Once you've been dating someone for a year, it might feel like you're past the get-to-know-each-other stage. But you may be surprised by how much there still is to learn. There are certain things you should know about your partner after a year, and if you don't, these topics provide an excellent jumping-off point for further conversation.
No matter what stage you're at, there are endless questions you can ask your partner, from what their family life was like growing up to what they wish was different in your own relationship. Making a conscious effort to make conversation, as you would with a friend, can help you reconnect when you start to feel distant. Even if you've already answered every question on the list below, try out the famous "36 questions to fall in love," which have been scientifically proven to make people feel closer. One pair of strangers even got married after answering them.
Although every situation is different, there are a few things that are reasonable to want to know by your one-year anniversary, according to practicing psychologist and Harvard lecturer Holly Parker, Ph.D., author of If We're Together, Why Do I Feel So Alone? Here are some of them.
1Whether They're In Love With You
Most people say "I love you" between three and five months into a relationship, according to a study in the Journal of Personality and Social Psychology. If someone hasn't said it after a year, it may be worth exploring why.
"There isn’t a set timetable to realize we’re in love with someone," Parker says. "But it’s important to reach that awareness at some point in the relationship’s development."
2What They Want In A Relationship
If one person wants to get married and have kids and one doesn't, that could mean you either aren't compatible long-term or need to compromise. By the time you've been together for a year, you should figure out whether you can fulfill each other's future goals, says Parker. Smaller goals with a little more room for compromise, like where you'd like to live and how much you'd like to work, are also worth discussing so you can figure out how your plans might fit together.
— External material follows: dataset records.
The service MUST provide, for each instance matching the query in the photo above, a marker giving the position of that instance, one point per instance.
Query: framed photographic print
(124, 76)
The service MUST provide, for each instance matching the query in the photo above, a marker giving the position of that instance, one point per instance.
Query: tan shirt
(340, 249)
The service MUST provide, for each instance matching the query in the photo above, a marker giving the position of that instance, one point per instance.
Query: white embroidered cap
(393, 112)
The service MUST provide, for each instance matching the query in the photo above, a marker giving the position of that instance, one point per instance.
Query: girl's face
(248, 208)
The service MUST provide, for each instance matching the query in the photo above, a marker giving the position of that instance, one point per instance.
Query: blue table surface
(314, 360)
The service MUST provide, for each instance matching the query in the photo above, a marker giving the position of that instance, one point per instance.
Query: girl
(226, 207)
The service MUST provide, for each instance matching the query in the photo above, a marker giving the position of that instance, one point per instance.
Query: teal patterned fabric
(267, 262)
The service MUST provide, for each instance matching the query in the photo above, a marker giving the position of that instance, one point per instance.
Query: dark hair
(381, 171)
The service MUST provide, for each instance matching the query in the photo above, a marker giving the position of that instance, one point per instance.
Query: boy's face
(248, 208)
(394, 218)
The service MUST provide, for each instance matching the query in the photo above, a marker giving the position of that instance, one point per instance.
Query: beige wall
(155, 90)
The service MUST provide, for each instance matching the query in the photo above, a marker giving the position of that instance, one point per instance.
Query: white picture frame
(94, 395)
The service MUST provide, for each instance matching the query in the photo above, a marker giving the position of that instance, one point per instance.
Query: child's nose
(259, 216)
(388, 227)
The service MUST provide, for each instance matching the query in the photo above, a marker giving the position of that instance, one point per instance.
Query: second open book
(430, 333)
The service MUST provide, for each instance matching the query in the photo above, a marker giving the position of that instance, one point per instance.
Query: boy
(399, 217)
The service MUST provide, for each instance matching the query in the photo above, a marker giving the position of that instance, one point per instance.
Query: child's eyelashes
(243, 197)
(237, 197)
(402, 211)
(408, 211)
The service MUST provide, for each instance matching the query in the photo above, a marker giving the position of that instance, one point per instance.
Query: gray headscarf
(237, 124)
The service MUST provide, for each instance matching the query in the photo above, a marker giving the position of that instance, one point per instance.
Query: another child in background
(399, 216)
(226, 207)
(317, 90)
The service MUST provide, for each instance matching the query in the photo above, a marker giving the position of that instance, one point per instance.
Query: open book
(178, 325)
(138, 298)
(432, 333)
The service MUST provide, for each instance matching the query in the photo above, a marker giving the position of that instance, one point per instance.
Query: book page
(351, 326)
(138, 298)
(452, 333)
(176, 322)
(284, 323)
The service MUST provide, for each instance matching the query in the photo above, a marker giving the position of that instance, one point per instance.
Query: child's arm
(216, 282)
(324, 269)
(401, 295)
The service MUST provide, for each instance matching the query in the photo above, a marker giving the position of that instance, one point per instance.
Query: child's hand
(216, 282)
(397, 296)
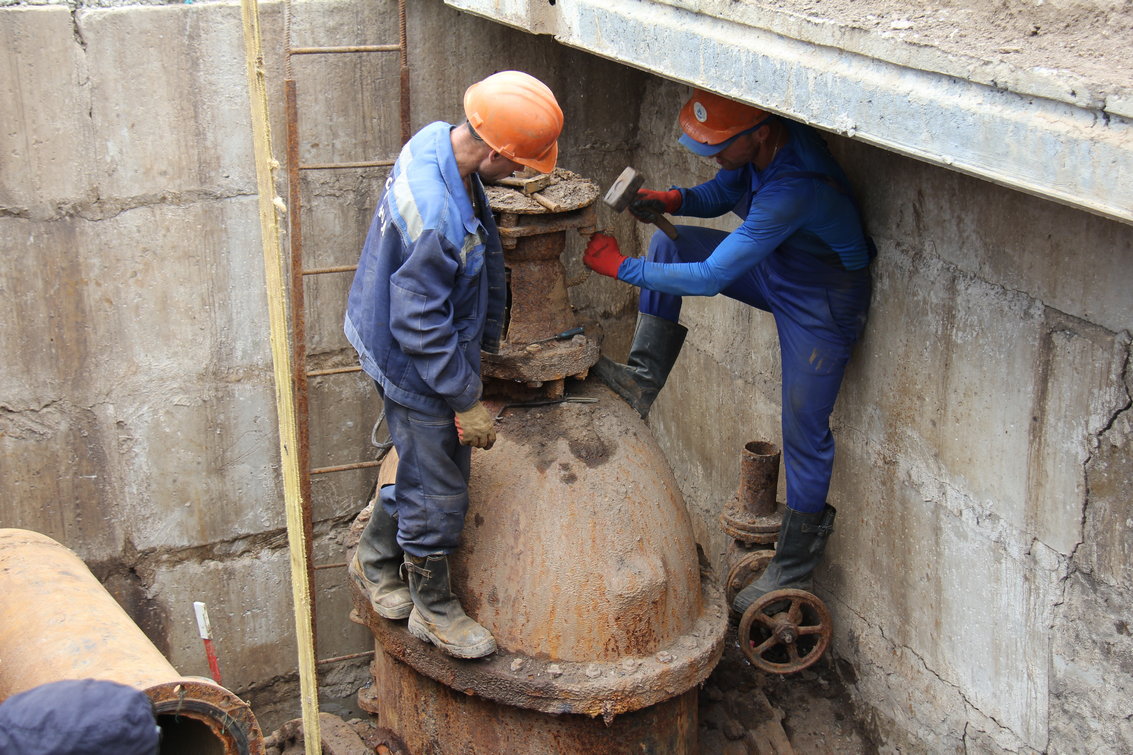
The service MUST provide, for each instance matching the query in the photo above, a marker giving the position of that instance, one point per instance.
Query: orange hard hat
(517, 116)
(710, 121)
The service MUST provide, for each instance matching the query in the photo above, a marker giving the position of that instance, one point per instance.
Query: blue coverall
(427, 296)
(801, 254)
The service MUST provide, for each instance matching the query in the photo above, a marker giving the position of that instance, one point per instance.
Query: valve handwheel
(785, 630)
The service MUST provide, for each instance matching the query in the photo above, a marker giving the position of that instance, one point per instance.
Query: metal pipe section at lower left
(59, 622)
3Their Career History And Goals
Someone's career says a lot about them.
"When you understand a partner’s career and how they got there, you get a window into your partner’s interests and motivations, which helps you to understand them better," Parker says. "Similarly, an awareness of your partner’s career goals gives you a glimpse of their dreams and aspirations, which can not only help you know your partner better, but also provide you with another gauge of your compatibility."
4Their Favorite Books, TV Shows, Foods, Etc.
Make sure you're not always the one choosing what you watch on movie night. Immersing yourself in the things your partner likes can provide a glimpse into who they are.
"The entertainment our partner enjoys is another way of understanding their interests and life experiences," Parker says. "And on top of all that, it’s another gauge of how much you and your partner share with each other, and how much you ask questions of one another."
5Their Friends And Family
At a minimum, you should have met your partner's best friends and closest family members after a year.
"Awareness of the crucial people in your partner’s life is an aspect of connecting with your partner and understanding their life more fully," Parker says. "Moreover, assuming your partner is someone you think you may be able to see a future with, it’s a good idea to know who your partner’s family members are, even if you haven’t met them. They’ll be connected to your life."
6Their Lifestyle Habits
If you eventually plan to live together or spend a lot of time together, it'll help for your eating, exercise, and other lifestyle habits to be similar, says Parker. If they always want to stay in and watch TV while you like to be active, for example, you may resent them.
The qualities someone values — trustworthiness, compassion, hard work, etc. — may be the most important clue into your compatibility.
"Values reflect who we are as individuals, and they often guide our choices," Parker says. "An awareness of what principles and ideals are deeply moving to your partner give you a more fundamental sense of who your partner is as a person, and how aligned you both are."
It's possible for people with conflicting politics to agree to disagree, but often, our political and social beliefs reflect the deepest values that govern our behavior. So, it behooves us to talk to our partners about their politics and look out for deal-breakers. "[Political differences in a relationship can work] but only if you both respect each other's differences and are able to appreciate one another's perspectives," Nicole Richardson, LPC-S, LMFT, tells Bustle.
Though our instinct is often to avoid tense discussions, it's better to get these ones out of the way sooner than later. That way, if it turns out you're not compatible, you both save yourselves time and heartache.